[mods: sure this is long and off-topic, but I felt the need to correct some inaccurate statements]
Diagnosis correct. Remedy not.
Diagnosis is correct. A camera (a normal one, see below) projects the 3-d world onto a plane. If you rotate the camera, you change the plane, and the geometrical transformations do not match. Yet in all cases, straight lines in the world are mapped to straight lines on film. Won't go into more details, would require preparing figures, and even so... The laws of perspective are known since Alberti and a few other worked them out in the 15th century.
Remedy (move camera with film in same plane) is not. Demonstrated with a counter-example. Imagine there is a house on the right of the field of view of the first picture; far enough to the right that you see its left-side wall. Now move your camera to the right, keeping the film plane parallel, until the house is in left of the viewfinder. Now you don't any more see the left wall of the house. How could you possibly stitch these two images together?
Go back to the camera in a fixed place, "just rotating" between frames. Take
overlapping pictures (1/3 of a frame
overlap recommended). Feed them to a piece of software called a pano stitcher. The software will "undo" the projection from the (two or more) film planes onto a sphere (as above, don't ask for more details), and, from the overlap areas, figure out how the images should be positioned. It will also figure out more subtle things, like the distortion of the lens; I mean true distortion, as in pincushion of barrel, not the "distortion" of wideangle lenses. Once the images match on the sphere, the software will re-project them onto...

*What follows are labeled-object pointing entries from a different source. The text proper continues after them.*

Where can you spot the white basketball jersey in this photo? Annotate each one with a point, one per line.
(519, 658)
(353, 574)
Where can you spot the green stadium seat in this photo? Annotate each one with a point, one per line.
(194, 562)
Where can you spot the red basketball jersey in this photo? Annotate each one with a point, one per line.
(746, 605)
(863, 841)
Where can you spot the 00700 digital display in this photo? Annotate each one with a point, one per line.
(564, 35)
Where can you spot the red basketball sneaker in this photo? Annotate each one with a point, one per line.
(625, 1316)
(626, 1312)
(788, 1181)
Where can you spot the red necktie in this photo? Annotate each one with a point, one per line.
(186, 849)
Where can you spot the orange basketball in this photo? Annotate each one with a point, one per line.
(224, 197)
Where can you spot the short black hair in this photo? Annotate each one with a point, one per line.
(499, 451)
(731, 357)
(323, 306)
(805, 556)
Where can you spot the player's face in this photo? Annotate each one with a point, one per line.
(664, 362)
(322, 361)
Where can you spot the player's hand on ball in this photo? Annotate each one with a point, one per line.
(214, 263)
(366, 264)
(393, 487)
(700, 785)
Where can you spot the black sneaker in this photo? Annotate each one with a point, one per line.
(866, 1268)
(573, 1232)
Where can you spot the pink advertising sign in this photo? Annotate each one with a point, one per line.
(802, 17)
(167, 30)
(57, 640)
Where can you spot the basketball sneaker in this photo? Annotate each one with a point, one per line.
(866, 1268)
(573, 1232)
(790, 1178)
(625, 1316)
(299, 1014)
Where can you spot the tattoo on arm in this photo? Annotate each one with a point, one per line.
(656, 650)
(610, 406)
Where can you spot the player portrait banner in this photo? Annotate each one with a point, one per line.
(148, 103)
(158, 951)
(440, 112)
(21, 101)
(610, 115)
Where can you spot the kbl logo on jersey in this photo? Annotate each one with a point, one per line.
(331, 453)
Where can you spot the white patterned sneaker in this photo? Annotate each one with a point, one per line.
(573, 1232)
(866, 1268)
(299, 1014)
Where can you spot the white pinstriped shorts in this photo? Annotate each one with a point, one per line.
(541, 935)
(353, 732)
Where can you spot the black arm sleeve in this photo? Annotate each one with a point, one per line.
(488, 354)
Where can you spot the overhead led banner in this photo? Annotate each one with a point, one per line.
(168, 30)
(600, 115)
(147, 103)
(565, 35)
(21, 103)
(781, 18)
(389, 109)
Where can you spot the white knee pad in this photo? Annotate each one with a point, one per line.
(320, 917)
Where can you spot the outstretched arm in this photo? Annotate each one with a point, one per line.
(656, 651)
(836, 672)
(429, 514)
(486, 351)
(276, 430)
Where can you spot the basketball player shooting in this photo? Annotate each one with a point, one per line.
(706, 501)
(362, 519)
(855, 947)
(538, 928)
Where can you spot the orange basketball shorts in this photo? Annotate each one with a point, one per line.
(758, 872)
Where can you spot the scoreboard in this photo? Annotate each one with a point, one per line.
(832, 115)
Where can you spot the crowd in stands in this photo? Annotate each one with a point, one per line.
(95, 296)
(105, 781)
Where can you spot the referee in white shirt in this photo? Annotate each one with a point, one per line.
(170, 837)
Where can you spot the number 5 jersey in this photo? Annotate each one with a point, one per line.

- A plane, effectively providing the picture that you would have obtained with a view camera. You can choose that plane, giving the equivalent of shifts/tilts. Or...
- A cylinder, effectively providing the picture that you could have taken with a Horizon or Noblex camera.
- Several other options.
And, what is meant by "just rotating" between frames? That the camera stays at the same place. But which part of the camera? If you rotate the tripod head, the front lens will rotate
and move. So we have to a small degree the unwanted effect described above in the example of taking a pano of a house by parallel shift. Over the internet, so many
experts state (parrot) that the nodal point of the lens is what must be kept fixed, while truly it is the entrance pupil. What is the entrance pupil? stare into the front of the lens, with the diaphragm partly closed; the entrance pupil is where the diaphragm
appears to be, as seen through the front group(s) of lenses.
This issue of what part of the camera must remain at a fixed position is significant only if there are nearby foreground objects.
Pano software (just example that I have used): PTGUI (shareware), Hugin (freeware).